On 03/31/2014 10:10 AM, Richard Biener wrote:
On Mon, Mar 31, 2014 at 8:23 AM, Tobias Grosser <tob...@grosser.es> wrote:
On 03/31/2014 06:25 AM, Vladimir Kargov wrote:
Regarding this bug there are two directions to go:
1) It is necessary to understand if we need to do wrapping on the result of
number_of_latch_executions. Meaning, we should understand the semantics of
this function and the expression it returns.
2) There is something else happening?? From my observations it seems
that the generated code at least for this test case should behave correctly
and the relevant loop should be executed exactly twice. Surprisingly this is
not the case. It would be interesting to understand what exactly prevents
this loop from being executed. (From the clast, this is not obvious to me).
Note that there are always two sides of the "undefined overflow" thing
1. in the input IL whether an operation may overflow or not (check
TYPE_OVERFLOW_UNDEFINED, _not_ !TYPE_UNSIGNED)
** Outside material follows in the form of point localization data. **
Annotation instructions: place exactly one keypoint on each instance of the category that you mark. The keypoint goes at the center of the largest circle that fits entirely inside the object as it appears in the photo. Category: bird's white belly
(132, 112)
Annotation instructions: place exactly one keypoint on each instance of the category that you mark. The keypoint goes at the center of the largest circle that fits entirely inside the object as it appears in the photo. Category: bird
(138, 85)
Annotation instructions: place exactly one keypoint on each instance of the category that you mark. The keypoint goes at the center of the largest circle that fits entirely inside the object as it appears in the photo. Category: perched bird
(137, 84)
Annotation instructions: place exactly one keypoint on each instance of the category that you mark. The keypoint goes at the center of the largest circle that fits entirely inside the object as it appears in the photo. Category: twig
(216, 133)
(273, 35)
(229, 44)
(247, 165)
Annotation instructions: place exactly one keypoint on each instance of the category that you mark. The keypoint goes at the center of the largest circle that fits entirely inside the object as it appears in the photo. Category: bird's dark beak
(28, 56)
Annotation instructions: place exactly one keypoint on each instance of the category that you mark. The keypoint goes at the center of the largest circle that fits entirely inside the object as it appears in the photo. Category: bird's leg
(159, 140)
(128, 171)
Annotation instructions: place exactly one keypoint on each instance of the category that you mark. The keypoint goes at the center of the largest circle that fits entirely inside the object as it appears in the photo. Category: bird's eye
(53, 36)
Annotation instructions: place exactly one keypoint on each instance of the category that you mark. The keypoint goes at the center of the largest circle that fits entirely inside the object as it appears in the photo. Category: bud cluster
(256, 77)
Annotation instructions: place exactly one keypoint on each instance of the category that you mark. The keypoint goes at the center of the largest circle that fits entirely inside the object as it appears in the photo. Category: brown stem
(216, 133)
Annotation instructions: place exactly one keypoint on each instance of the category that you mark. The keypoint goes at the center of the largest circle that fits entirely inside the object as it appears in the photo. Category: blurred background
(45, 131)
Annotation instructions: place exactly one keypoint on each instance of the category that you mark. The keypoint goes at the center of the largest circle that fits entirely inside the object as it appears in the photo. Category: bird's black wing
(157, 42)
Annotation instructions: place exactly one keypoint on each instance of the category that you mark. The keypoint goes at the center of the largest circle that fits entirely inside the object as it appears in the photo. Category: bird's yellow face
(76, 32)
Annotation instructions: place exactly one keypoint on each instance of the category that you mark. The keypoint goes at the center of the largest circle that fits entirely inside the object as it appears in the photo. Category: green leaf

Thanks Richi. I was not aware of this, but we really should check for
TYPE_OVERFLOW_UNDEFINED instead.
I think for now we may want to limit ourselves to
TYPE_OVERFLOW_UNDEFINED, as the wrapping code is not very reliable and
will cause very ugly code.
2. in the GIMPLE IL generated from clast - all operations that satisfy
TYPE_OVERFLOW_UNDEFINED may not have different overflow behavior
than in the original untransformed program (no intermediate overflows
unless they were already present). Usually that's not very easy to guarantee,
thus re-writing everything into unsigned arithmetic may be easiest.
The code we generate should not have any overflows. In case there are
earlier defined overflows we should at best bail out. This is the safest
approach. Anything else requires some more investigations.